St. Barbara's, Bushwick, and Some Remarks on Spanish Neo-Baroque in the United States


Here are some photos I've found around the internet of a very interesting parish church in the Bushwick neighborhood of the borough of Brooklyn, New York. St. Barbara's is a former German ethnic parish now hosting a largely Latino congregation and an almost-unique anomaly in the city as an example of (more-or-less) Spanish Baroque revival architecture, a phenomeon mostly associated with California, the American Southwest, and occasionally, and somewhat mistakenly, Florida, where most original mission architecture tended to be wood-sided and thatch-roofed, due to the persistent damp.


The parish was named for the patron saint of the wife (or, in some sources, possibly the daughter) of local brewer Leopold Epping, and the work of local Beaux-Arts classicists Helmle & Huberty. The building was completed in 1910.

Spanish, Mexican Baroque or "Mission Style" churches are not unknown outside these regions but often take peculiar local shadings, such as, in Chicago's Holy Innocents, where it takes on an eclectic esthetic that can only be described as Byzantinizing Polish Baroque, and, in the same city, the the equally delightfully incongruous Spanish Renaissance feeling of Presentation parish (now presumably derelict or demolished, according to local friends who had never heard of it). I've also seen photos of an imitation adobe church in, of all places, Minnesota. (This is, I suppose, no more incogruous than the extraordinary Churrigueresque feel of Coral Gables Congregational Church near Miami!)


Even Cram and Goodhue, whose work in the style tended to be in the west, got in on the act with their exuberant early work of SS. Peter and Paul in Fall River, Massachussetts. Sometimes ethnicity was a factor (as at the shuttered apartment-front parish of Our Lady of Guadalupe on the edge of Manhattan's Chelsea neighborhood and at Our Lady of Esperanza near Audubon Terrace, both particularly high classicizing takes on the style) but more often than not, there was no discernable connection besides a shared religious heritage with Spanish America.

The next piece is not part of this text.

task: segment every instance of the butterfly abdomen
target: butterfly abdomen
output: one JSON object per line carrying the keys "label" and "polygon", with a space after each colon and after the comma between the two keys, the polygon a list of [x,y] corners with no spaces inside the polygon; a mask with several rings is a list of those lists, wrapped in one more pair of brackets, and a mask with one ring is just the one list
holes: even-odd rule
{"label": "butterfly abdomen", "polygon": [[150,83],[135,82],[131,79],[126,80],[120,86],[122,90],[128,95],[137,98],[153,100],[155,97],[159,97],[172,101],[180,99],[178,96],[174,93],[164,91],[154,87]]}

Presentation Church in Chicago was actually Irish, for instance. (Though, for truly mind-boggling strangeness, there is the wonderful little Mexican Baroque Methodist church by Cram at Newton Corner, Massachusetts, since converted into apartments. Cram himself thought it the worst building he had ever designed.)


St. Barbara's lacks the studied erudition and innovative vigor of such similar works on the west coast, and instead works out its Spanishness within the framework of second-tier turn-of-the-century classicism. It is nonetheless an intriguing local masterpiece, and another indication that the architectural tastes of turn-of-the-century Catholics were far more varied and eclectic than we often suppose.